O problema agrava-se quando os documentos são enviados apenas perto do prazo. A contabilidade precisa de tempo para relacionar faturas, pagamentos, recebimentos e movimentos bancários. Quanto mais cedo a dúvida é identificada, maior é a margem para pedir o documento certo ou corrigir o processo.

Como prevenir este erro

  • Separar contas e meios de pagamento pessoais dos empresariais;
  • Usar uma pasta mensal com nomes de ficheiro consistentes;
  • Juntar uma nota curta quando um movimento não é evidente;
  • Fazer uma conferência interna antes de enviar a documentação.

Checklist fiscal mensal para uma PME

Um processo não precisa de ser pesado para ser útil. Uma revisão mensal de vinte a trinta minutos pode detetar falhas antes de estas chegarem a uma obrigação fiscal.

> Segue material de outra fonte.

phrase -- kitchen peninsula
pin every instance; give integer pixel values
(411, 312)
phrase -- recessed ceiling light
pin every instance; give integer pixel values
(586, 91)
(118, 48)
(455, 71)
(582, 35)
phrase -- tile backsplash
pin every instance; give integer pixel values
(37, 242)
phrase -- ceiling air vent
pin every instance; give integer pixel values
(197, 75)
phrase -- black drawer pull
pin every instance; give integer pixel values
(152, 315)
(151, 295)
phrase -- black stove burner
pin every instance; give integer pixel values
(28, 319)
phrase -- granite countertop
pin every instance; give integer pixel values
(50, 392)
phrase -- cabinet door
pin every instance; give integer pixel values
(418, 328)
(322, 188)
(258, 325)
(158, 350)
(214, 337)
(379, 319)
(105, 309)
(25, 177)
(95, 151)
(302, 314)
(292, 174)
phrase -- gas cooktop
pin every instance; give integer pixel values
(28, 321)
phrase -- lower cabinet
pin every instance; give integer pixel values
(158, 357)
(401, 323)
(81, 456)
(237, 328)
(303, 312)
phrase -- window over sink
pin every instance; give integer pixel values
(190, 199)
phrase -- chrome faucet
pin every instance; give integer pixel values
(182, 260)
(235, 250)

  1. Confirmar se todas as vendas e prestações de serviços foram faturadas;
  2. Verificar se existem documentos anulados, notas de crédito ou séries com anomalias;
  3. Reconciliar recebimentos, pagamentos e movimentos bancários;
  4. Identificar documentos em falta e despesas que exigem esclarecimento;
  5. Validar com a contabilidade os prazos das semanas seguintes;
  6. Reservar tesouraria para impostos e outras obrigações previstas.

Quando pedir apoio especializado

Mudanças de atividade, operações com o estrangeiro, contratação de trabalhadores, investimento, financiamento ou crescimento rápido podem alterar o enquadramento e as obrigações. Nestas situações, é mais seguro analisar o efeito fiscal antes de executar a decisão.

Conheça o serviço de Fiscalidade da SonhoToc para perceber que informação deve reunir e que questões precisam de validação no seu caso.

Perguntas frequentes sobre erros fiscais em PME

Quais são os erros fiscais mais comuns numa PME?

Entre os erros mais frequentes estão faturar com dados incorretos, comunicar documentos fora do prazo, falhar obrigações do calendário, entregar documentação incompleta e misturar despesas pessoais com movimentos da empresa. O risco varia com o enquadramento, mas um fecho mensal consistente reduz muitas destas falhas.

Uma fatura comunicada fora do prazo pode ser corrigida?

A regularização depende do documento, do momento em que o erro é detetado e da obrigação em causa. Não deve apagar ou substituir informação sem confirmar o procedimento correto. Guarde a evidência, identifique o erro e peça orientação ao contabilista certificado ou à Autoridade Tributária.

Sem vendas, é possível ter de entregar a declaração de IVA?

Sim, quando o sujeito passivo está enquadrado numa obrigação de declaração periódica, essa obrigação pode manter-se mesmo sem operações tributáveis no período. O artigo 29.º do Código do IVA prevê expressamente essa continuidade. É necessário confirmar o enquadramento concreto antes de concluir que não existe entrega.

Que documentos devem ser enviados mensalmente à contabilidade?

A lista depende da atividade, mas costuma incluir faturas emitidas e recebidas, notas de crédito, extratos bancários, comprovativos de pagamentos e recebimentos, despesas relacionadas com a atividade e informação sobre contratos ou operações novas. A equipa deve definir uma lista própria para cada cliente.

Ter contabilista elimina todos os riscos fiscais?

Não. O contabilista trata e analisa a informação recebida, mas a empresa continua a ter de emitir documentos corretos, comunicar mudanças e entregar os elementos necessários em tempo útil. A melhor proteção resulta de responsabilidades claras e de uma rotina de colaboração entre a gestão e a contabilidade.